Heating and cooling recovery system
A similar principle was applied where a 200-ft long, 3-ft diameter tunnel was excavated behind the facility for the purposes of air exchange. Air temperature in the tunnel remains consistently warmer than the outside air during winter and cooler than the outside air during summer, thus reducing the amount of work required of the heating and cooling systems to maintain comfortable indoor temperatures.
The heating and cooling recovery system recaptures 80 percent of the conditioned air inside the building before it leaves and sends it back into the space along with fresh air, further saving energy costs.
Indoor “living wall”
The wall covered in living plants adds oxygen and humidity into the building and acts as a bio-filter for the air inside the building. The living wall also reduces noise, absorbs magnetic waves, and enhances the esthetic appeal of the space.
Ceiling skylights installed throughout the warehouse, offices, and atrium provide extensive natural daylight resulting in 75 percent of the employees working under natural light.
Lighting to allow for the most ergonomic and energy-efficient work environment
The building is equipped with a combination of direct and indirect lighting. Indirect lighting decreases glare on computer screens, and creates a soft environment conducive to concentrated work. Automated lighting throughout the building is programmed to activate only as needed, and all exterior lights are on timers. Exterior LED lights provide soft lighting that is not directed towards the sky. These lights are used to conserve energy, and as a courtesy to neighbors.
Traditional eco-friendly systems such as solar heating, white TPO roofing membrane, and low-E windows were also used.

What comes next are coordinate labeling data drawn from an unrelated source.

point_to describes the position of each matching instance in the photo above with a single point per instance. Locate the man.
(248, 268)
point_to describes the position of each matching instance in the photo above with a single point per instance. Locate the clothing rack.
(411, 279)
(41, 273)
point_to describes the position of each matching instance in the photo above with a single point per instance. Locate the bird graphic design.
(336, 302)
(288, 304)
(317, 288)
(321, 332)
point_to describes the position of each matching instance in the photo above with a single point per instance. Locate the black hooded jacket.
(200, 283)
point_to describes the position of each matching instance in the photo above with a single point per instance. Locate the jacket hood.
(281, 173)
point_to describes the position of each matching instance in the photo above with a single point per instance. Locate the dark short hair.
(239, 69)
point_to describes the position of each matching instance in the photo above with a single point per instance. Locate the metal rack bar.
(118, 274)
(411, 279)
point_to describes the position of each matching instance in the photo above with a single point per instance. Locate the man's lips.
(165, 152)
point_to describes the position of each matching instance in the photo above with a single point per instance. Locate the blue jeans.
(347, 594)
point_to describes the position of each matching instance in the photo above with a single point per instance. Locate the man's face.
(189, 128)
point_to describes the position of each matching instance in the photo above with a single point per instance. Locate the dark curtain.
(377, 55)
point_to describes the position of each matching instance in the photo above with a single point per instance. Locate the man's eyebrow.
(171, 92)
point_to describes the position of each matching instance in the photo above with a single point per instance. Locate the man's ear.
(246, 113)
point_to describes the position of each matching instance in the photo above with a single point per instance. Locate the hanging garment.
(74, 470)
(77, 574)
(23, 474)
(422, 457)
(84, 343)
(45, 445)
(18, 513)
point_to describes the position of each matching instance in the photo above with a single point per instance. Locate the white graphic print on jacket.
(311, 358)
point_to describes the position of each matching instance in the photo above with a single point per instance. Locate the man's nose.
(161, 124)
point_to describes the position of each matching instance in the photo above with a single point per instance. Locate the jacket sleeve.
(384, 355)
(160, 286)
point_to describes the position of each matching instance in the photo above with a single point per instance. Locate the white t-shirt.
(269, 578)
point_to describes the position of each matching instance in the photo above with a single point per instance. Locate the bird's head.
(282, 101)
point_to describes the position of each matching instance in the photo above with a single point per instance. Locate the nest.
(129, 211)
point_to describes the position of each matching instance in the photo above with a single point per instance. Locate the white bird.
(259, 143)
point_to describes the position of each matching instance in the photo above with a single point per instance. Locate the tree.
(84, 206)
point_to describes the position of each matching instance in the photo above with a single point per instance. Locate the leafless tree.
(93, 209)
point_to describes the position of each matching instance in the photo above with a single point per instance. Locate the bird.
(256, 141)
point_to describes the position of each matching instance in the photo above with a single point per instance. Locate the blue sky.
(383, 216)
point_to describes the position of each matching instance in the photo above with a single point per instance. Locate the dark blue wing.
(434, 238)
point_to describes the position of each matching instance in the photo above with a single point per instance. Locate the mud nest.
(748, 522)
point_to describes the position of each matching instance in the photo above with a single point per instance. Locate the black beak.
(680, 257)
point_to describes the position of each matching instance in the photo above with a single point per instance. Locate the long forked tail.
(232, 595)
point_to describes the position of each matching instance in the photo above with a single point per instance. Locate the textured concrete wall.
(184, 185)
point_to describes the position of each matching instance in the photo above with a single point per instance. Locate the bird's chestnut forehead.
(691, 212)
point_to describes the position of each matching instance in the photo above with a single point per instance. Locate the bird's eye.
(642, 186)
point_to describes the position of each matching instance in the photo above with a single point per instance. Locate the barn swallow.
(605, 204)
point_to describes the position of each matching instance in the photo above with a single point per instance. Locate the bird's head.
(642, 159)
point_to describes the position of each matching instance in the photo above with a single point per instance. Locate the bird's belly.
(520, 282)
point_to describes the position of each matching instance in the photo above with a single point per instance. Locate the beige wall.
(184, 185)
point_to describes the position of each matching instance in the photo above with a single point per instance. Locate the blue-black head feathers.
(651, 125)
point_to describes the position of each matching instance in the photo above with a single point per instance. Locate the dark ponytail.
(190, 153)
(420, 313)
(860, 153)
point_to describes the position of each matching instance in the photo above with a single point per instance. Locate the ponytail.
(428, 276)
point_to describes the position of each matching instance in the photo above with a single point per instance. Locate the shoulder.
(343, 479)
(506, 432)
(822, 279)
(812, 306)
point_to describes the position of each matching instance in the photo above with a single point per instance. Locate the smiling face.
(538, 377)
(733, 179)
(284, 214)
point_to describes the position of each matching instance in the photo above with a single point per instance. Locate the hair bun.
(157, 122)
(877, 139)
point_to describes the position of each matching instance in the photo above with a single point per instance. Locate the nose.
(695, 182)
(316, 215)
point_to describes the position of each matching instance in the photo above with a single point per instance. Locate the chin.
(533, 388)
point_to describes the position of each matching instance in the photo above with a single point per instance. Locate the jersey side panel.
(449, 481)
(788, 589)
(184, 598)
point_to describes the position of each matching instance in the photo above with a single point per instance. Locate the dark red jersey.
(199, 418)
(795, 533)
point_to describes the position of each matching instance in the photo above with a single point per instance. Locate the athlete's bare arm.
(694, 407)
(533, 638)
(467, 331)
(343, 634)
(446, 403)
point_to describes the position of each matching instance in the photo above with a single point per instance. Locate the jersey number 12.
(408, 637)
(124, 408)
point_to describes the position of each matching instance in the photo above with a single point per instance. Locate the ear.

Conscious of the impact on the environment, every effort was made to limit the use of energy and water utilities, and implement measures that ensure the long-term profitability of the facility. At the same time, the well-being of Schluter employees was considered by designing an ergonomic work environment in which every workstation benefits from natural light, and a view of the outdoors.
The construction of the Reno distribution center was a hands-on R&D project that produced an end result above and beyond all expectations. It is a perfect example of how conventional building methods continue to evolve over the years, and how tile and stone are key elements in the successful implementation of sustainable systems that maximize energy efficiency, and ensure long-term profitability.